Honestly I couldn't care less. I don't do or collect commemorative coins. Likely will just be another bullion release.
Quite true, but that happened only once.....Sesquicentennial of America with then siting president Coolidge and Washington pictured (displayed?) on the obverse of the coin. I doubt it will happen again.
But the thing is... if it happened for the 150th... all the more reason it will happen for the 250th. It's just a number but 250 is a big deal. I'm not commenting on whether or not I want it either way, just pointing out the significance.
I am picturing many of them counter stamped in the future. I just see it as more overpriced garbage coming out of the mint.

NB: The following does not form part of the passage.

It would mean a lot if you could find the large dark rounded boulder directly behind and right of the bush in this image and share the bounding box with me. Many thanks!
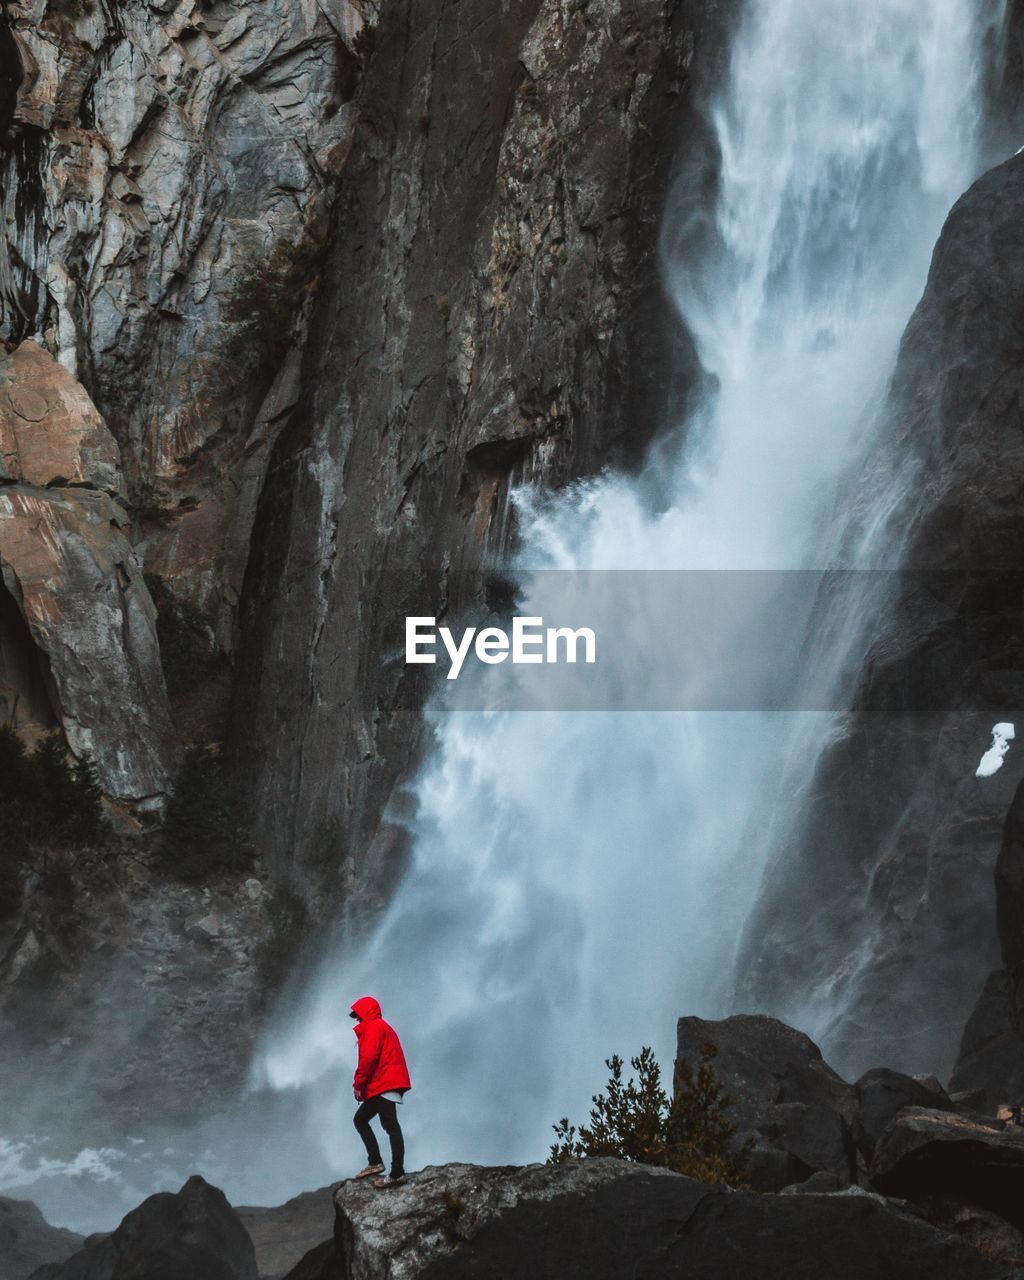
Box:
[676,1014,858,1190]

200 was a bigger deal but I don’t recall Gerald Ford putting himself on a coin. Not good timing I guess.
See Eunice Shriver - 1995 Special Olympics dollar, Carter Glass - Lynchburg Sesquicentennial half dollar, Thomas Kilby - Alabama Centennial half dollar, Calvin Coolidge - United States Sesquicentennial half dollar, Joe T Robinson - Arkansas Centennial half dollar, Nancy Reagan - First Spouse $10 Gold.

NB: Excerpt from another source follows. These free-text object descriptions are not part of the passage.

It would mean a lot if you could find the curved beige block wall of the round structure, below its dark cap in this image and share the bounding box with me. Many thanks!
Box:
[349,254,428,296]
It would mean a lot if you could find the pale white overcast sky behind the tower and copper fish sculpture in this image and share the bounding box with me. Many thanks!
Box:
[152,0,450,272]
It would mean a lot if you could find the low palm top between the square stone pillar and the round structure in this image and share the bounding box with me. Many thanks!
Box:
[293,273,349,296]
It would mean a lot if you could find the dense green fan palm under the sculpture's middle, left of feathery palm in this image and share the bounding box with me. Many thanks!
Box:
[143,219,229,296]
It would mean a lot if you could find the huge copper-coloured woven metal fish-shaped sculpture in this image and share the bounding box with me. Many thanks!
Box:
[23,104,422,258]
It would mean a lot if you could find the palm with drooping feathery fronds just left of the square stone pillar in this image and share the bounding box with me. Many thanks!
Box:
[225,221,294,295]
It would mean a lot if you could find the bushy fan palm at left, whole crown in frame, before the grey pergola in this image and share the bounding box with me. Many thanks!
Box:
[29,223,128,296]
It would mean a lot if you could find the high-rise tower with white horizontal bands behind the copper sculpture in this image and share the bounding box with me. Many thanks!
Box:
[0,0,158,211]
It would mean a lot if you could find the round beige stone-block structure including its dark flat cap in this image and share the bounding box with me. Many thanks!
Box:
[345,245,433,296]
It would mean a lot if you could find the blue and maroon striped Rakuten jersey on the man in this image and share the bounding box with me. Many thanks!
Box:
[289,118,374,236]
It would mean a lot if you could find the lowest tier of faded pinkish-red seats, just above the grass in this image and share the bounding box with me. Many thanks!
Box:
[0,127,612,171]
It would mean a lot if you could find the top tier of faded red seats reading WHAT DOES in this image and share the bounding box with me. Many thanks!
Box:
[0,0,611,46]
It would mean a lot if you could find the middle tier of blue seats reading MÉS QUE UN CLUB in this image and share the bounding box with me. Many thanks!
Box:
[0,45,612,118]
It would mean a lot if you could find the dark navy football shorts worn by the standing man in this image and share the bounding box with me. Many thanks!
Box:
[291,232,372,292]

Thanks for pointing these out, quite a few exceptions to the rule. Congress creates a lot of these and I’m guessing the Trump coin is probably now a done deal.
Nancy Reagan - alive when approved, designed and I think when struck but died right before official release.
Exceptions can always be made, and they often have been. Calvin Coolidge is the only president so far on a coin while still alive, but Eunice Shreiver and whoever the governor of Alabama was in 1921 were on commemorative coins while still alive too. (Edit: I see someone above caught all the others. Nancy Reagan was technically still alive when her first lady coin was designed, but she died shortly before it was actually released. Point is though, exceptions can be made, and they have been a few times.) Technically it could be argued that as long as the coin fit the legislation it could be made; the legislation only says something about a "1 dollar coin emblematic of the 250th anniversary" and technically speaking, this fits the bill. Trying to avoid saying anything "political" about the person proposed to be depicted on this coin, I think it's OK for me to say I find it odd they'd depict both the living, and the current, president on it. The reverse design looks OK but not a huge fan of the obverse design. If it does get made I will save at least one though. For the novelty if nothing else.
That's the only time so far a living president has been on a coin, but there are many other people that have been depicted on coins while still alive.
And trying to continue in the same vein, I find it not surprising that current leaders and appointees would make this choice.
In the end, I collect coins largely because they're artifacts of history, and if it's history I was actually around to see, I'll collect that too. It's neither a positive nor a negative comment on the historical subject of the coin for me. So... if this comes to be, as weird as I think it is, I'd keep at least one. Because what are current events and people if not future history?